We present a non-destructive approach to sense inclusion objects embedded in a solid medium remotely from force sensors applied to the medium and boundary displacements that could be measured via a digital image correlation system using a set of cameras. We provide a rationale and strategy to uniquely identify the heterogeneous sample composition based on stiffness (here, shear modulus) maps. The feasibility of this inversion scheme is tested with simulated experiments that could have clinical relevance in diagnostic imaging (e.g., tumor detection) or could be applied to engineering materials.
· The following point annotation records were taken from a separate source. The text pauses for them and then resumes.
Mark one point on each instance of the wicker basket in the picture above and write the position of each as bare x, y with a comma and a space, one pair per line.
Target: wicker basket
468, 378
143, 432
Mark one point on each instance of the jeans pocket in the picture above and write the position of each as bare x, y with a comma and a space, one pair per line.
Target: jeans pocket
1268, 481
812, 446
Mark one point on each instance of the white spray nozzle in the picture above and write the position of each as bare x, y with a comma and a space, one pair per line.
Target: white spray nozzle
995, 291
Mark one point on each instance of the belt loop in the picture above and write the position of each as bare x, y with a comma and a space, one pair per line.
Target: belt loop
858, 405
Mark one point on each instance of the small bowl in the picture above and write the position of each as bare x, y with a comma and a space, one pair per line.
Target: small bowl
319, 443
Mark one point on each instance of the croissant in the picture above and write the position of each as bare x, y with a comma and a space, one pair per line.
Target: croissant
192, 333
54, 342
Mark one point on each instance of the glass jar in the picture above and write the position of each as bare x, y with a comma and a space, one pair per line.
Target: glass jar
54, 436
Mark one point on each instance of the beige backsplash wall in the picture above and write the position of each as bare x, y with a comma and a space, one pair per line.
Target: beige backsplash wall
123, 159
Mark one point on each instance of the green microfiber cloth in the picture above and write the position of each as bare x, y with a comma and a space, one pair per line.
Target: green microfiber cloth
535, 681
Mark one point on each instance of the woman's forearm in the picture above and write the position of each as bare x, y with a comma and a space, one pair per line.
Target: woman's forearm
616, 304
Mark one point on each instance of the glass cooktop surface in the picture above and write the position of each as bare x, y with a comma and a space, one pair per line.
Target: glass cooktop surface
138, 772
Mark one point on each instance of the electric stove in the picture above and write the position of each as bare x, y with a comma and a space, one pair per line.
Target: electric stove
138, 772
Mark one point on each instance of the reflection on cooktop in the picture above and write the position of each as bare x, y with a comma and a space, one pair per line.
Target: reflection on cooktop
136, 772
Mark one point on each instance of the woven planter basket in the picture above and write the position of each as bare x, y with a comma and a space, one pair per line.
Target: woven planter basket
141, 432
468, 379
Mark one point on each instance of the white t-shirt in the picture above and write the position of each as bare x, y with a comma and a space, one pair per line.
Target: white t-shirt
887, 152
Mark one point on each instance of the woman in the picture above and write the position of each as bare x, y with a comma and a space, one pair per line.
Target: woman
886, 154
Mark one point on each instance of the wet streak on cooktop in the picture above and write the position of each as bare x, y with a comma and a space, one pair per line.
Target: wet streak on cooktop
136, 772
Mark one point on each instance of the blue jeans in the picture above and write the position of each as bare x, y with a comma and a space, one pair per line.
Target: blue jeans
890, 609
No assumptions are made on the shape or stiffness quantity of the inclusions. We observe that the novel inversion method using solely boundary displacements and force measurements performs well in recovering the heterogeneous material/tissue composition that consists of one and two stiff inclusions embedded in a softer background material. Furthermore, the target shear modulus value for the stiffer inclusion region is underestimated and the inclusion size is overestimated when incomplete boundary displacements on some part of the boundary are utilized. For displacements measured on the entire boundary, the shear modulus reconstruction improves significantly. Additionally, we observe that with increasing number of displacement data sets utilized in solving the inverse problem, the quality of the mapped shear moduli improves. We also analyze the sensitivity of the shear modulus maps on the noise level varied between 0.1% and 5% white Gaussian noise in the boundary displacements, force and corresponding displacement indentation. Finally, a sensitivity analysis of the recovered shear moduli to the depth, stiffness and the shape of the stiff inclusion is performed. We conclude that this approach has potential as a novel imaging modality and refer to it as Mechanics Based Tomography (MBT).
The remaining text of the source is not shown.